Specifically, in step S6, the batch size and the network learning rate are selected according to the number of training samples, after Softmax regression processing, an error between the predicted output and the ideal output is calculated, and if p represents the correct probability output and q represents the predicted probability output, the cross entropy loss H (p, q) of the network training is obtained.
Specifically, in step S7, after model training is completed, the constructed actual test sample set is sent to a network to perform high-speed rail seismic event detection, so as to obtain a corresponding predictive label vector S:
s=[s 1 s 2 … s K-p ]
wherein s is j And (3) representing a prediction label corresponding to the jth sample, wherein K is the total number of samples, and p is the number of samples of the training sample set.
Specifically, in step S8, after obtaining the prediction labels of the actual test sample set, according to the sample serial numbers of 0 appearing on both sides of the samples with the prediction labels of continuously 1, it is determined that a plurality of samples with the labels of 1 in the range are one complete high-speed rail seismic event, and all the high-speed rail seismic events are extracted from the original seismic record according to the time sequence range.
Another aspect of the invention is a computer readable storage medium storing one or more programs, the one or more programs comprising instructions, which when executed by a computing device, cause the computing device to perform any of the methods.
Another aspect of the present invention is a computing device, including:
one or more processors, memory, and one or more programs, wherein the one or more programs are stored in the memory and configured to be executed by the one or more processors, the one or more programs comprising instructions for performing any of the methods.
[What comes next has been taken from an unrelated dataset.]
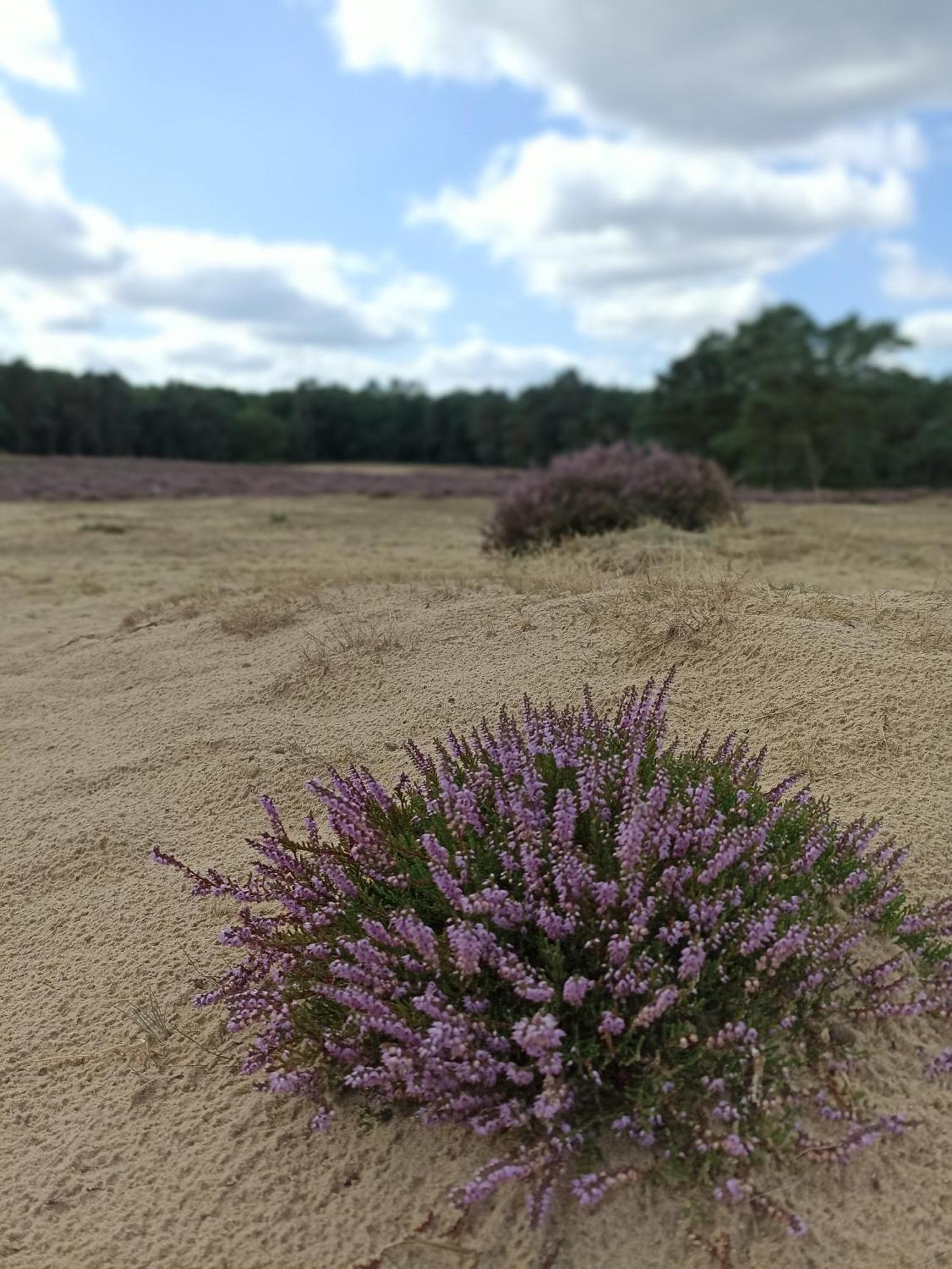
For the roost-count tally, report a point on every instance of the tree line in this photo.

Compared with the prior art, the invention has at least the following beneficial effects:
the invention relates to a method for extracting a high-speed rail earthquake event by using a 1D convolutional neural network (1 DCNN) model, which can realize the extraction of the vibration event excited by a high-speed rail train by using a plurality of geophone data outside an isolation area. According to the method, firstly, the integral seismic records of the multiple detectors are normalized to obtain integral seismic records with original relative amplitude differences, then the time sequence length of a single sample is selected according to the statistics of the time sequence length of the high-speed rail seismic event, the integral seismic records of the multiple detectors are segmented into a series of samples, a part of the samples are provided with labels of whether the high-speed rail seismic event is, a 1DCNN network is built, super parameters are set to achieve feature extraction, finally event classification is completed through Softmax regression, and therefore the high-speed rail seismic event can be extracted according to the predicted labels and the sample positions of actual test data. Compared with the existing extraction method of the high-speed rail seismic events, the method can realize automatic extraction of a large number of high-speed rail seismic events by acquiring the classifier trained by only relying on a small number of seismic record samples.
Furthermore, the single sample time sequence length is set according to the time sequence length parameter of the high-speed rail seismic event, so that the subsequent classification error of the high-speed rail seismic event caused by the overlarge and undersize sample time sequence length can be avoided.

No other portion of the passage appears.